Commercially supported ACOs
ACOs organized or heavily supported by commercial, for-profit operators were formed in response to the opportunities presented by the ACA. These organizations can access outside capital to build the capabilities required for a population-based approach. In addition, they often can leverage shared back-office functions for analytics and case management, with the potential for spreading these costs over a larger population.
Commercial MSSPs tend to be more common in the Southern United States and in the West. Of the 39 that we identified, 11 generated some savings and two saved more than $5 million (based on 2015 performance). Those commercially supported ACOs are comprised of physician practices, usually without hospital involvement.
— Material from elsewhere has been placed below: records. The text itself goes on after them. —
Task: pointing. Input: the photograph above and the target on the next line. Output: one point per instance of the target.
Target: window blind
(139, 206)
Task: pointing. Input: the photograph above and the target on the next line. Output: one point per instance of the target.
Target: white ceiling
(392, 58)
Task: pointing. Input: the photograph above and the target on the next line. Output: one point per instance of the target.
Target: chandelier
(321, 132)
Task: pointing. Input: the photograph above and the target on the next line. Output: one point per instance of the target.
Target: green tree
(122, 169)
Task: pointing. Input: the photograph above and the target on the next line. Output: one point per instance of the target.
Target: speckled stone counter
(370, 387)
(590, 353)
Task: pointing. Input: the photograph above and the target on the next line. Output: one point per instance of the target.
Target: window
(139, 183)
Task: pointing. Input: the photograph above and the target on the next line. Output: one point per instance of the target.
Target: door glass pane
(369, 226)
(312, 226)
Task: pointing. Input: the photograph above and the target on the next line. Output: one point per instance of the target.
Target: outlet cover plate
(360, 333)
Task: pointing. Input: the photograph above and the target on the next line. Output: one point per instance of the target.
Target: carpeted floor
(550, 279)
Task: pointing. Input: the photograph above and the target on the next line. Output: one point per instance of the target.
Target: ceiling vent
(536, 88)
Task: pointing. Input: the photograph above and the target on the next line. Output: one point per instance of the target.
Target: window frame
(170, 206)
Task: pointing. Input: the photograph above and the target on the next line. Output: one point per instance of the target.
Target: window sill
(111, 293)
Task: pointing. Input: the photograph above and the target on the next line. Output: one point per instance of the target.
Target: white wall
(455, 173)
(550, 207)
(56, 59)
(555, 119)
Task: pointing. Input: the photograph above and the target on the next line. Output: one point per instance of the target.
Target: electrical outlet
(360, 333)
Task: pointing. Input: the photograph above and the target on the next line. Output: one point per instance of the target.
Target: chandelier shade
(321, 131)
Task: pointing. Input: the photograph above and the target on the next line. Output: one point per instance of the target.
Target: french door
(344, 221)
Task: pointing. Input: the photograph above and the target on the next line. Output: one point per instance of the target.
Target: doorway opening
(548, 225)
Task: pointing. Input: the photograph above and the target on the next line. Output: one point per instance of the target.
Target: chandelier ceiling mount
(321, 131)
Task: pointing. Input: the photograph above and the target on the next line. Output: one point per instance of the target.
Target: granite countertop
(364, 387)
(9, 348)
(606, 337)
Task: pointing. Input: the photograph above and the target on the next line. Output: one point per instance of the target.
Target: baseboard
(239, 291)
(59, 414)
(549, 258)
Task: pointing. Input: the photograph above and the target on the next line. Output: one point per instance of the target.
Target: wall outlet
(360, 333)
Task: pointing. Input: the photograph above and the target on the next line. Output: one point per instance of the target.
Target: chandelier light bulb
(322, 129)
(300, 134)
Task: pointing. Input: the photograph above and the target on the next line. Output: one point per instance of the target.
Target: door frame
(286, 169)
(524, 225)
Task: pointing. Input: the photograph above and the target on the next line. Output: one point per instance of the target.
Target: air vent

Top earners in this category include Accountable Care Coalition of Southeast Wisconsin; ProHEALTH Accountable Care Medical Group; Accountable Care Coalition of Texas; and Maryland Collaborative Care.
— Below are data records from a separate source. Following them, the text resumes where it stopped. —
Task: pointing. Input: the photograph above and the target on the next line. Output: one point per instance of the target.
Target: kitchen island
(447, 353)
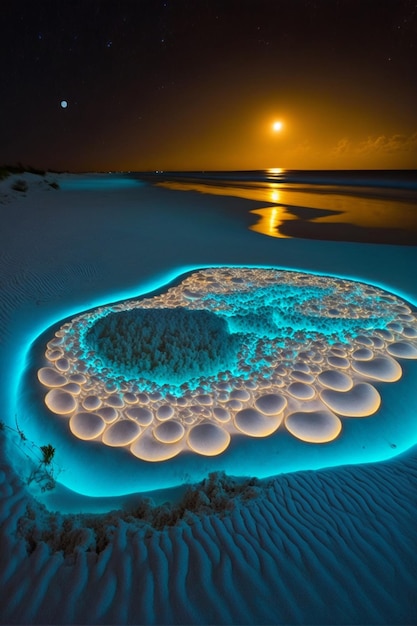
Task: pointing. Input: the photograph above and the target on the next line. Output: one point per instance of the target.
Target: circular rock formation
(60, 402)
(255, 424)
(227, 352)
(360, 401)
(87, 426)
(314, 426)
(121, 433)
(208, 439)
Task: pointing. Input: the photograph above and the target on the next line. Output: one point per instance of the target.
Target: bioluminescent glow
(230, 352)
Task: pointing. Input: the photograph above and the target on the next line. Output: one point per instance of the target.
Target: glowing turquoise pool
(254, 371)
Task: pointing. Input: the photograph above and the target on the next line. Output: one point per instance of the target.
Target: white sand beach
(335, 545)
Across all three types, ACOs operating in states where the annual Medicare per-beneficiary spend was greater than the national average tended to perform better than those in states where the per-beneficiary spend was below the national average. Whether this will change with new methods of calculating expected spend is unknown. However, it does make the appropriate documentation of complicating illnesses and conditions very important.
Even with the new administration in Washington, we think that the push toward population-based value-based health care will continue. ACOs save Medicare money and have been shown to maintain quality. With the financial pressures facing the federal government and acceleration of the move toward value-based physician payments laid out by the MACRA law, we think that healthcare organizations should continue to move rapidly to develop the capability to manage population health on an at-risk basis. The evidence is that it takes time to achieve the needed proficiency for success and so an immediate start down this path is required.